The semantic web is a term used to describe a web which is made up not just of data but of data with attributed ‘meaning’. The result of contexualising data and meaning is ultimately ‘machine-readable meaning’ i.e. the ability for a computer to understand that the word ‘Acne’ that appears on a website doesn’t refer to a skin condition but rather a brand of jeans.
The term ‘semantic web’ was coined by Tim Berners Lee based on the following vision
I have a dream for the Web [in which computers] become capable of analyzing all the data on the Web – the content, links, and transactions between people and computers. A “Semantic Web”, which makes this possible, has yet to emerge, but when it does, the day-to-day mechanisms of trade, bureaucracy and our daily lives will be handled by machines talking to machines. The “intelligent agents” people have touted for ages will finally materialize.
Semantic languages & Schema.org
Since 2001 when Tim Berners Lee set-forth his vision, various semantic vocabularies have been developed to enable people to mark-up web pages to give them meaning. One of the leading markup vocabularies is Schema.org, created as a collaboration of leading search engine organisations including Google, Bing, Yandex and others.
Schema.org was created to create widespread usage of semantic markup, and is broad in its scope incorporating 500+ ‘types’ and 800+ ‘properties’ meaning that Schema.org can be applied to pretty much anything to date.
An example of Schema.org mark-up structure, with its ‘types’ and ‘properties’ is as follows – using the website information of my local pub ‘The Duke of Edinburgh’ as an example:
Type:
BarOrPub / FoodEstablishment
Properties:
Name
Address
Opening hours
By adding this semantic markup language to the pubs website information enables Google (or other search engines / service that relies on open web data) to more easily understand the meaning of the information provided.
For example, a very important thing that it does is help Google understand that this information is related to an organisation (pub) called the Duke of Edinburgh rather than a ‘person’ called the same thing.
The result when searched via Google is this, when searching for ‘pub near me’
When looking at Schema.org’s application, one important area missing to date is democracy & legislation.
DML (democracy mark-up language)
In the context of Delib’s work, the idea of applying the semantic web to democratic processes (like policy creation and legislation) highlights a whole raft of exciting advantages to enrich democracy.
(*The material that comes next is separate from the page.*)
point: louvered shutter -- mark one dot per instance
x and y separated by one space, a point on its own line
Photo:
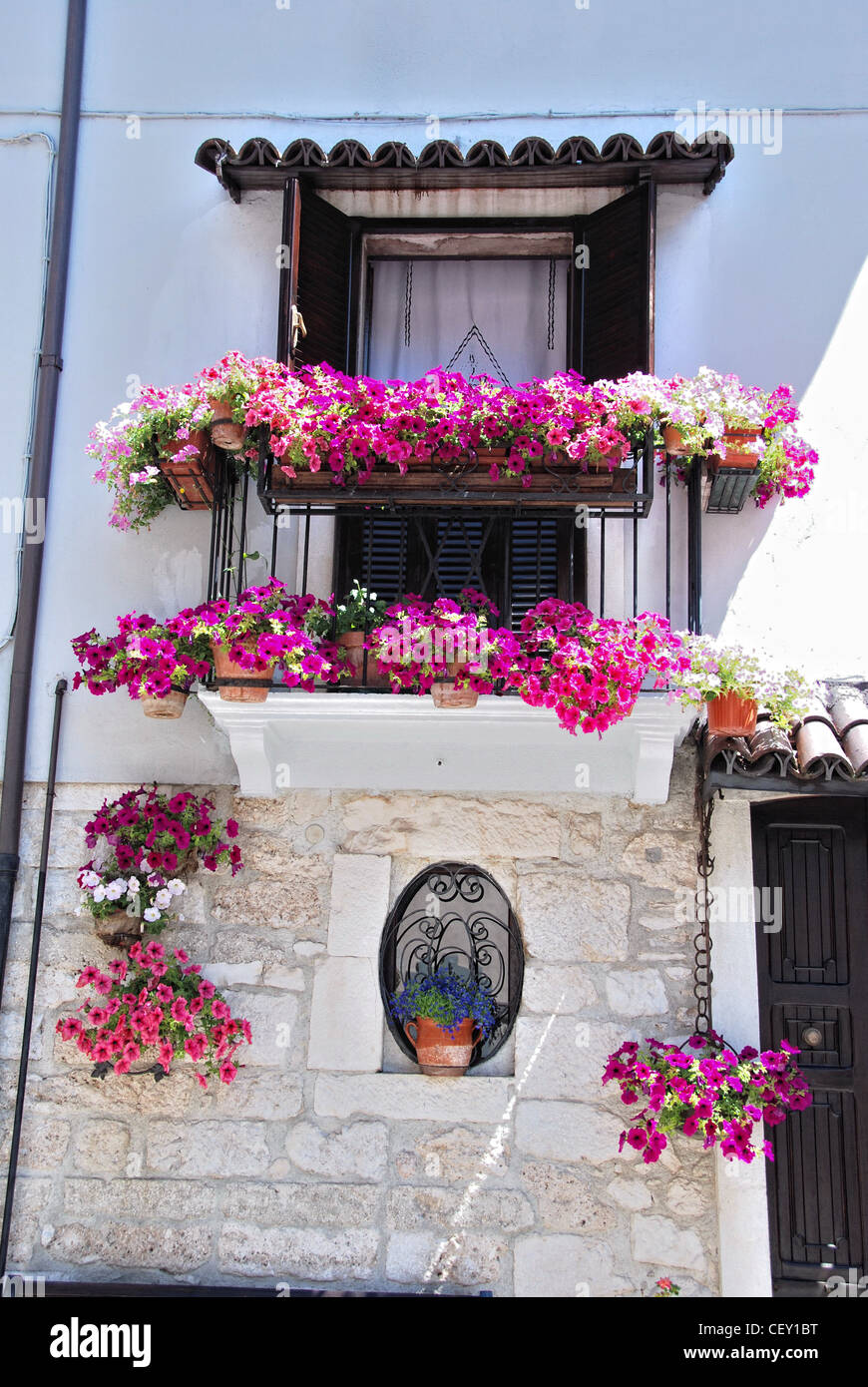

We might call this specific mark-up language “Democracy Mark-up Language (DML).
Government policy & legislative documents are famously wordy and inaccessible, but at the same time are generally well-structured and part of a wider well-structured government process.
The natural structured nature of policy / legislation means it has the potential to be made more accessible by technology; the starting point for making this government policy data more accessible is providing an easy way to mark it up and give ‘machine-readable meaning’ to policy documents.
What this might look like from a practical perspective using Schema.org, is something like this (using this proposed policy from Dept of Environment, Food and Rural Affairs as an example https://consult.defra.gov.uk/animal-health-and-welfare/ban-on-electronic-training-collars-cats-and-dogs/consult_view/ )
Type:
PolicyDocument / Government Work
itemtype=“http://schema.org/GovernmentWork”
Properties:
Name
Description
Organisation
Audience
Start Date
End Date
Geography
Contact Point / Email
Feedback Point
Benefits / practical uses of DML applied to policy & legislative documents
Having applied DML to a series of government policy documents would then, like the pub example, enable search engines to more easily surface policy documents relevant to individuals. For example, instead of searching for ‘pubs near me’ a person might search for ‘What government policies affect my local area?’ and the results may look something like . . .
Or alternatively more specifically a person may search for ‘What’s the latest with the government’s HS2 policy’? And the latest policy document would appear, along with the ability for the citizen to feedback on it.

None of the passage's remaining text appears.